The maneuver blind-sided Villaraigosa, Garcetti and the now-departed Delgadillo. Now, with recently elected City Attorney Trutanich and Los Angeles County District Attorney Steve Cooley threatening to go after stores that operate for profit or otherwise break state medicinal-marijuana laws, the pot wars are providing fuel to critics who see L.A. as a failed government.

As the activist Joseph Mailander argues on the CityWatch Web site, L.A. “now resembles New York City in the [1970s]: a nearly bankrupt, fully corrupt, failing city-state.” After listing numerous City Hall blunders and miscues, Mailander declares: “The council has even attempted to raise fees on farmers markets even while letting medical-marijuana dispensaries skate without fees. And through it all, travesties like developer doormat Gail Goldberg, an amateur from San Diego whose Planning Department actually publishes how-to brochures for zoning easements, are still found in top city slots.”

Now, as the celebrants and critics of L.A.’s rapidly expanding pot industry weigh in on the court ruling, Los Angeles City Council is preparing to meet once again. Its goal: to adopt local rules for medical marijuana.

 
  • local yokel 10/25/2009 10:53:00 PM

    Seriously, the level of city government incompetency beggars belief. I agree that taxes should be leveled at billboards first and then marijuana too. The billboards affect everyone. In my neighborhood, a busy restaurant has trouble making the astronomical rent. The building has multiple empty spaces (and has for years), but has a huge billboard. The owner won't lower the rents, he doesn't even care if he loses the restaurant. Tenants are more of a hassle, the billboard is the cash cow. What does this tell you? I have to look at at those stupid billboards every time I leave the house. The empty storefronts make my neighborhood less functional. I could care less what the pot smokers are doing in their homes. Raising taxes on both would solve a lot of problems. But we would need politicians that do their jobs for that. Idiots.

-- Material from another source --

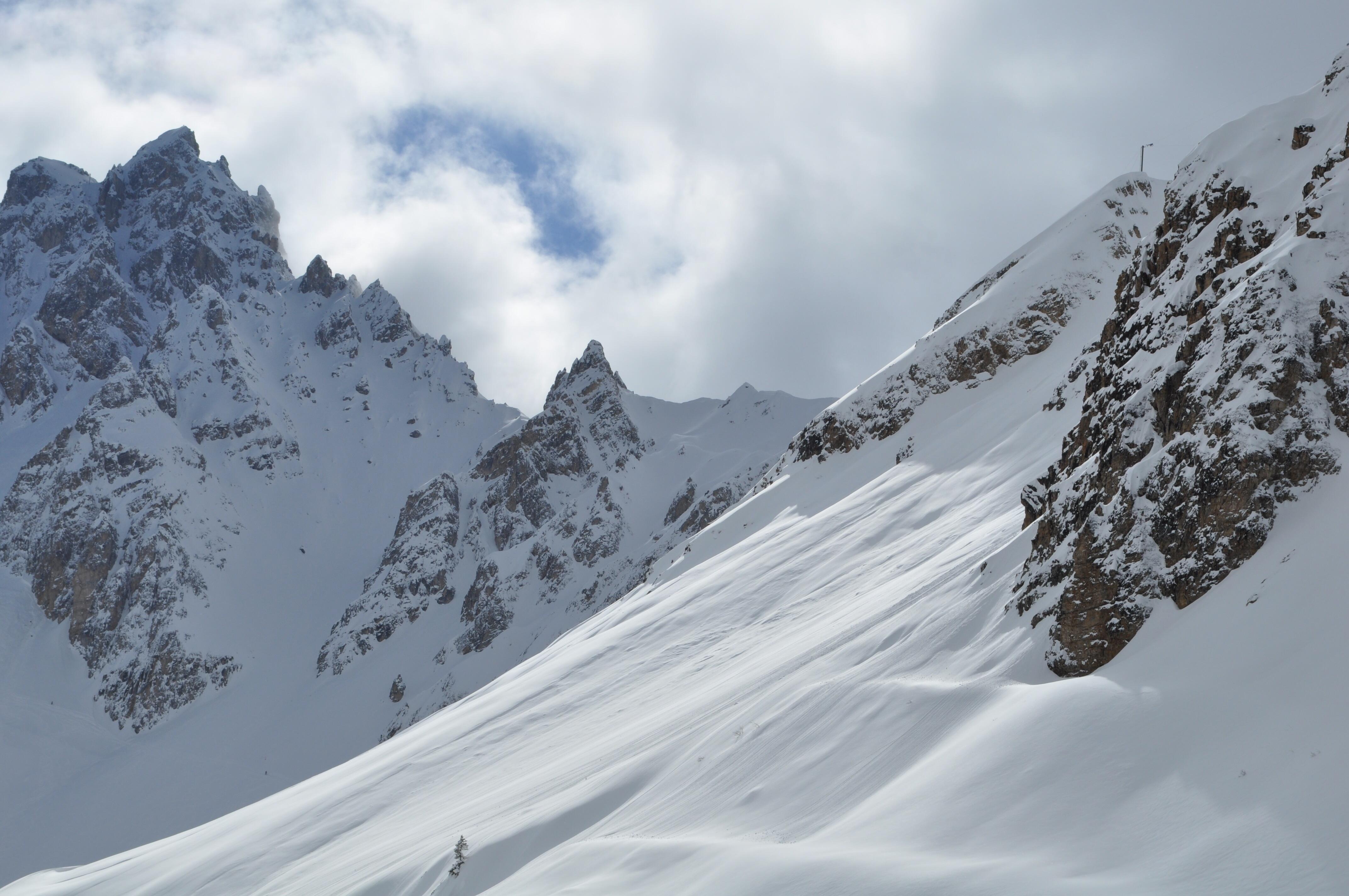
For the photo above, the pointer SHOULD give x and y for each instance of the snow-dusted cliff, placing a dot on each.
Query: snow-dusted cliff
(215, 473)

  • D-Rod 10/23/2009 1:18:00 PM

    Total IDIOTS,...wake up! Weed aint going away,..ACCEPT IT! PERIOD!!! what else can they do? they LOST! we WON! Wooo HOOO!!!!

  • scottportraits 10/23/2009 4:03:00 AM

    Good in-depth article. Important point about local city government and neighborhood groups. It's time for Los Angeles to 'hunker down' and start getting the nuts and bolts of this worked out. Regulations, compliance, taxes, and mandatory requirements...all needing attention. Lead the way, California !! Get out of the way Steve Cooley and Bonnie Dumanis.

  • 10/23/2009 12:01:00 AM

    Legalizing weed (or better said "decriminalizing" weed) is obvious- but why a sin tax? I advocate that we raise the fees, fines and taxes on billboards and "super graphics" by 1000% and stem a SERIOUS problem in our fair city.

  • 10/22/2009 7:46:00 AM

    The real story here is that the City and the State are in a financial crisis while legal Marijuana sales are at an all-time high. Put the two together. Put a goddamn sin-tax on Marijuana! I have found ZERO news articles about this blatantly obvious resolution.